Sales results for the four weeks ended Jan. 26 were mixed. They ranged from a 16.3% increase over a year ago for K mart Corp. of Troy, Mich., to a 3% drop for Chicago-based Montgomery Ward & Co., a unit of Mobil Oil Corp.
‘It’s a Mess’
In an unusual departure from their routine monthly reporting schedule, not all chains disclosed their January results. Sears, Roebuck & Co., Carter Hawley Hale Stores Inc., Associated Dry Goods, Allied Stores Corp. and R. H. Macy & Co. all said that they will report January sales next Thursday.
“It’s a mess,” Loeb said. “Basically, some are reporting four weeks because the (results) would be comparable with last year. This is a 53-week year for many retailers.”
He explained that this phenomenon occurs every six years because retailers typically operate each year on a basis of 52 weeks with seven days each, or a total of 364 days. As a result, every six years they must take into account an additional week in their fiscal results.
Most retailers operate on a fiscal year that ends in January. This year, the month includes five rather than four weeks.
Many, but not all, retailers will restate their sales figures next week to adjust for the calendar difference.
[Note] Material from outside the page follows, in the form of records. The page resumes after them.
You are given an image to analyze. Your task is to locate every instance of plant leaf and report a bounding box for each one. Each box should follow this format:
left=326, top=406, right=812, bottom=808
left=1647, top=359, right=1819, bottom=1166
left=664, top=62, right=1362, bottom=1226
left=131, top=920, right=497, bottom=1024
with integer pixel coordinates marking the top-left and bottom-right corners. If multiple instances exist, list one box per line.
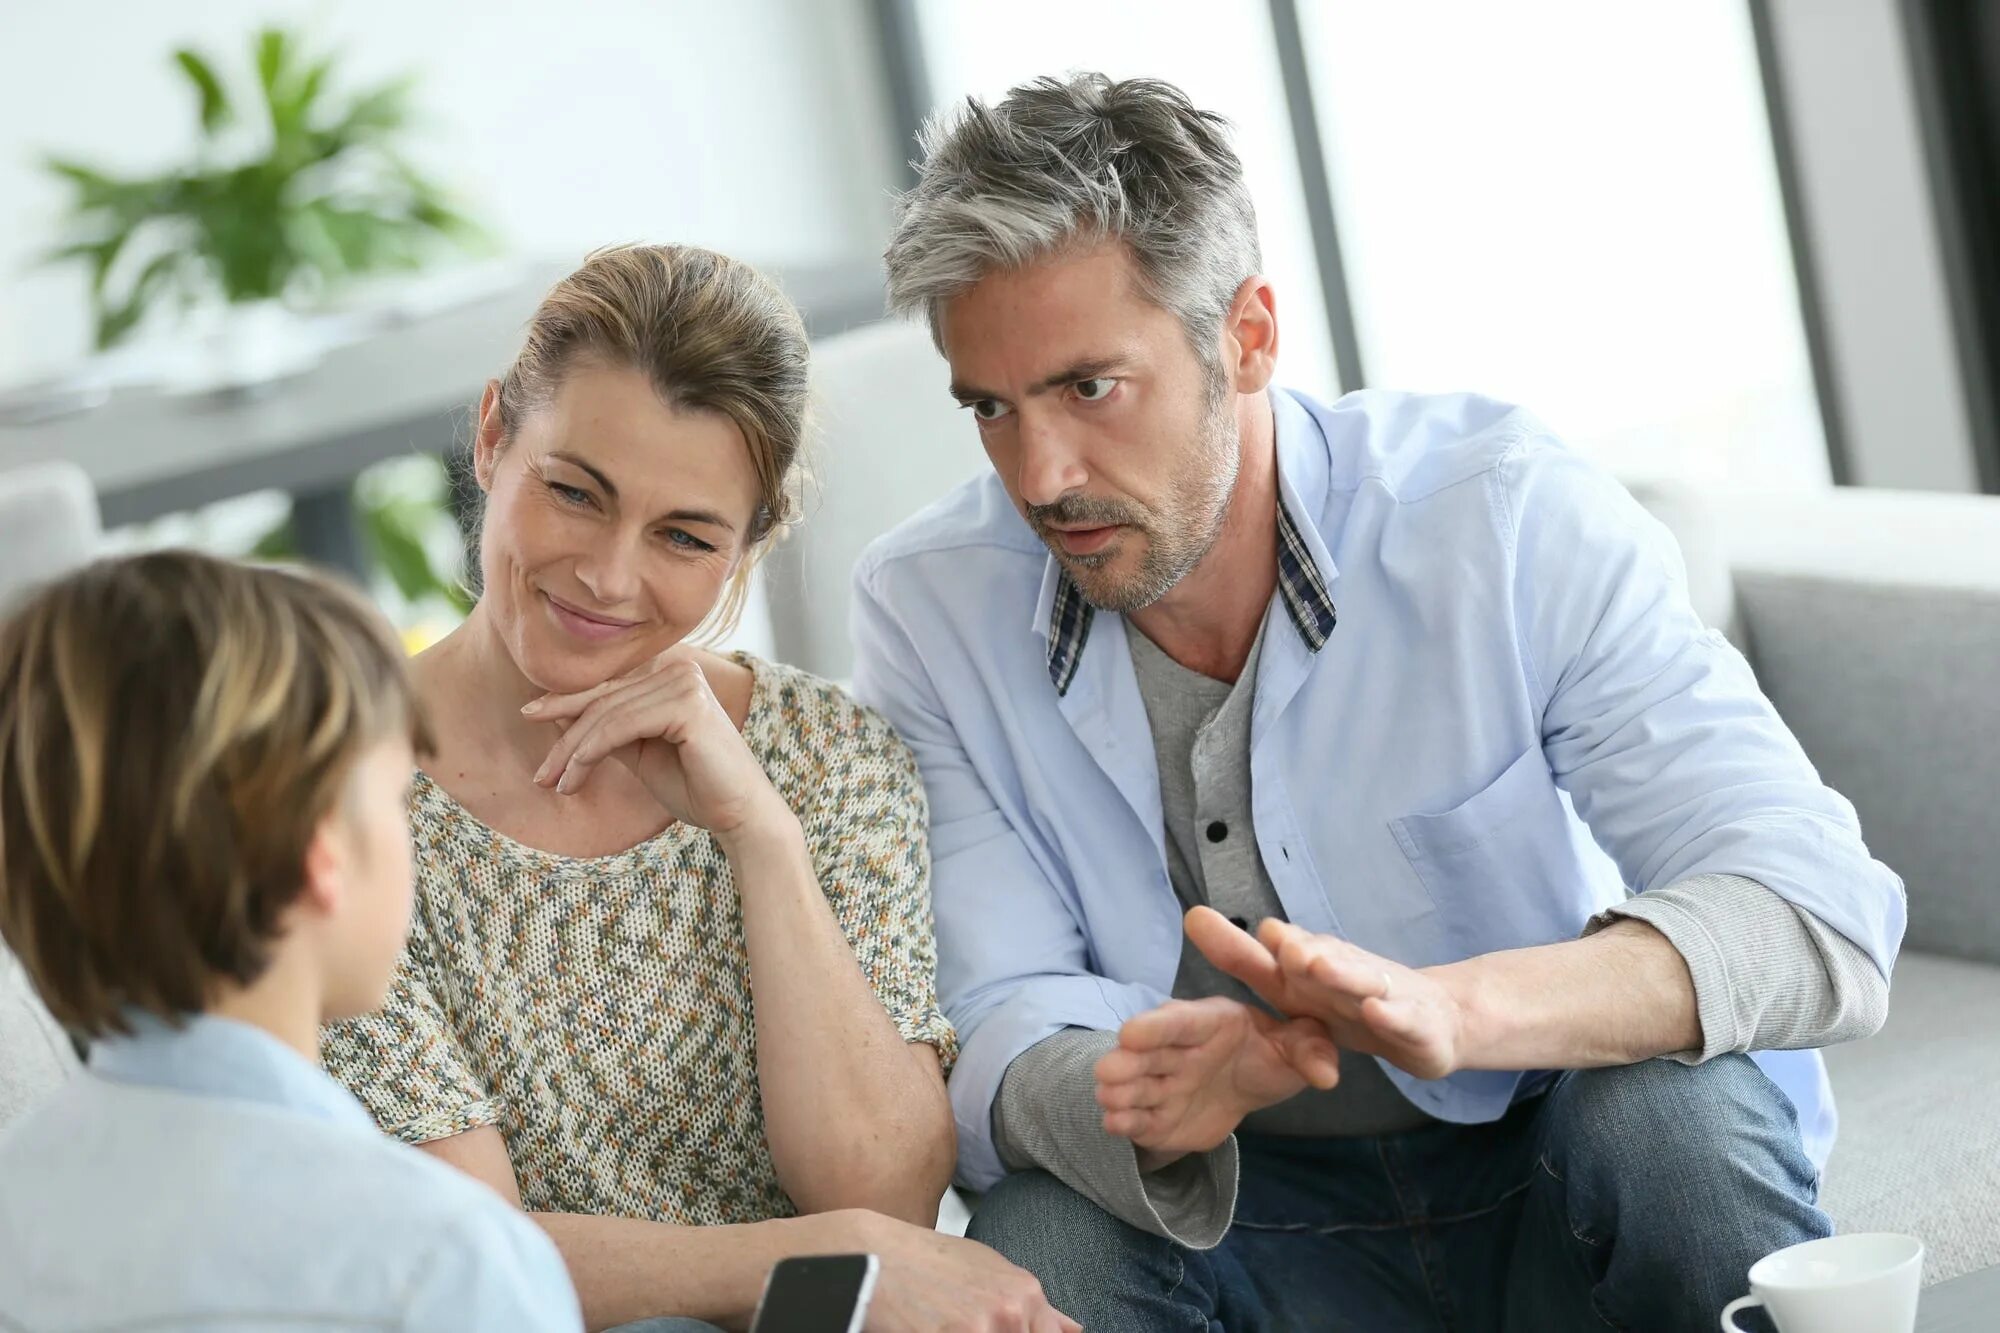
left=255, top=27, right=289, bottom=99
left=362, top=495, right=448, bottom=604
left=43, top=231, right=133, bottom=298
left=250, top=516, right=300, bottom=560
left=327, top=76, right=414, bottom=146
left=93, top=250, right=183, bottom=349
left=173, top=49, right=232, bottom=134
Among the chains reporting, K mart said its 52-week sales were up 12% from a year ago, while Montgomery Ward said its sales for the period were up 7.1%.
Federated Department Stores Inc. of Cincinnati, which operates I. Magnin, Bullock’s and other chains, reported that sales, excluding those of its Ralphs supermarket division, were up 2.4% in January from last year and rose 9.94% for the 52-week period. Including the sales of Ralphs, the figures were up 4.7% for the month and 10.7% for the 52 weeks.
Howard Goldfeder, Federated’s chairman and chief executive, said: “Unusual cold and severe weather conditions in most markets in which we operate held sales gains for our general-merchandise segments below our expectations for January.”
Minneapolis-based Dayton-Hudson Corp., which operates Mervyn’s and Target, said its four-week sales were up 12.7%, while 52-week sales rose 15.5%.
May Department Stores Co., the St. Louis parent of May Co. California, had a four-week increase of 9.3% and a 52-week gain of 12.5%.
Monroe Greenstein, an analyst at Bear, Stearns & Co. in New York, said that, generally, “there was no strong follow-through from Christmas. Consumers are not responding much to promotions. They’ve been promoted to death since the early fall season. Retailers are not looking for a strong pickup in business until March.”